News & Politics

Robert Gates Confirms Bush Won't Close Gitmo

It's official: What happens to the prisoners at Guantanamo Bay will be in the hands of the next president.
U.S. Defense Secretary Robert Gates confirmed Tuesday that the military prison at Guantanamo Bay would remain open for the duration of President George W. Bush's administration. The New York Times reported earlier in the day quoted unnamed senior administration officials as saying Bush had decided not to close the prison before the end of his presidency. The Times reported Bush "never considered" recent proposals by the Pentagon and State Department to transfer the detainees elsewhere. Instead, the president agreed with Vice President Dick Cheney and other advisers that immediate closure would pose significant legal and political risks. Responding to a question about the Times report during a press conference Tuesday, White House press secretary Dana Perino characterized Bush's decision as one "to work to try to close Guantanamo Bay." She said:
What the President has said is that he wants to be able to get into a position where we could close Guantanamo eventually.
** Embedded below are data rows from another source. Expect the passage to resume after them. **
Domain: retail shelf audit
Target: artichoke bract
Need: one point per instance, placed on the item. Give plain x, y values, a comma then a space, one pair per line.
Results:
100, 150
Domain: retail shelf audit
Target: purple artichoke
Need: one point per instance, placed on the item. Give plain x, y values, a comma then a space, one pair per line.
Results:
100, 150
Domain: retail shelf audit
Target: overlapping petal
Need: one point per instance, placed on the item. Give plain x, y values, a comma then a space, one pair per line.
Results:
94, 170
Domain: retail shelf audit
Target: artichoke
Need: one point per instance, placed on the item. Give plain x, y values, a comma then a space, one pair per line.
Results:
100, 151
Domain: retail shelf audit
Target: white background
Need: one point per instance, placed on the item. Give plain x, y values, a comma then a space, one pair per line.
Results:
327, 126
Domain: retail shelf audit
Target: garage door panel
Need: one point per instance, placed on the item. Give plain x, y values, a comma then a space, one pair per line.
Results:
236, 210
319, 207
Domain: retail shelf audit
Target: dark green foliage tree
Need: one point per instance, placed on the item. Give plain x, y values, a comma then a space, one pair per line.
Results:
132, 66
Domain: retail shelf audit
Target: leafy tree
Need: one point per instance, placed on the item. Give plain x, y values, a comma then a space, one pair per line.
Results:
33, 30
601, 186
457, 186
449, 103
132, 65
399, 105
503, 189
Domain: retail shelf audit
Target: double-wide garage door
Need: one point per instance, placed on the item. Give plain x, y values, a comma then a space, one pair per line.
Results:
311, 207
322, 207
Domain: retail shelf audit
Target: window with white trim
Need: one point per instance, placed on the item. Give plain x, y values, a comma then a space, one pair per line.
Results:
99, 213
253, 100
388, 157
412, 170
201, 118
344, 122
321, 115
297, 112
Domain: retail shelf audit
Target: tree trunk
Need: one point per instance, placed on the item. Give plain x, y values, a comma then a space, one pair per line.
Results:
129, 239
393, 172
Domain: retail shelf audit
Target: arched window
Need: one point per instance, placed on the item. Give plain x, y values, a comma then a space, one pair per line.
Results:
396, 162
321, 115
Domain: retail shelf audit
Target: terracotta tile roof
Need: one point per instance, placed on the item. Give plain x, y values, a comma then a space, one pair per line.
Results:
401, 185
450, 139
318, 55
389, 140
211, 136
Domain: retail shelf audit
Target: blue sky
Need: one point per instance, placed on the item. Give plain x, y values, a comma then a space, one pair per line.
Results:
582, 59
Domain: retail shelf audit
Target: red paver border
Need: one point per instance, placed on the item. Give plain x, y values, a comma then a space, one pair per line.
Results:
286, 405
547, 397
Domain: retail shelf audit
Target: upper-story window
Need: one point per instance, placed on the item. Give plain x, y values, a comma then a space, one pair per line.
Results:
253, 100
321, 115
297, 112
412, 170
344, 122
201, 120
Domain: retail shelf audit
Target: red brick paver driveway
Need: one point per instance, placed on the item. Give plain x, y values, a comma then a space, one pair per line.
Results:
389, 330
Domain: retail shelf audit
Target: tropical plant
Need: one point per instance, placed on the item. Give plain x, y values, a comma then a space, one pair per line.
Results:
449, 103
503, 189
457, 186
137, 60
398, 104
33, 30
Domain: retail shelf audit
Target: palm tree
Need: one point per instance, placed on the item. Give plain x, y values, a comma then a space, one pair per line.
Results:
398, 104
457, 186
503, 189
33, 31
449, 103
But it's very complex, it's complicated, it is difficult. There are four basic issues that we're dealing with right now. One of them is moving forward on military commissions. That process is slow, but it is moving forward. Another one is returning home or to a third country many of the detainees. … Third, we're in habeas litigation when it comes to the Boumediene decision and then the recent decision from Judge Urbina on the Uigher case…. And [Attorney] General Mukasey, backed by the President, supports legislation that Congress needs to pass.
Gates said a decision to close the prison would rest with the incoming administration. Both major presidential candidates, Senators Barack Obama (D-IL) and John McCain (R-AZ) , have said they support closing the prison. Reuters has more.

In June, the U.S. Supreme Court ruled in Boumediene v. Bush that federal courts may review habeas corpus petitions filed by Guantanamo detainees classified as "enemy combatants," and that the Military Commissions Act of 2006 did not deprive detainees of the right to challenge their detentions in federal court. While expressing concern that the Court's decision could lead to the release of "dangerous detainees" into the US, the Bush administration announced it was deciding how to close the prison and comply with the decision. Last year, prominent British human rights lawyer Clive Stafford Smith said he expected the facility to be closed after Bush leaves office.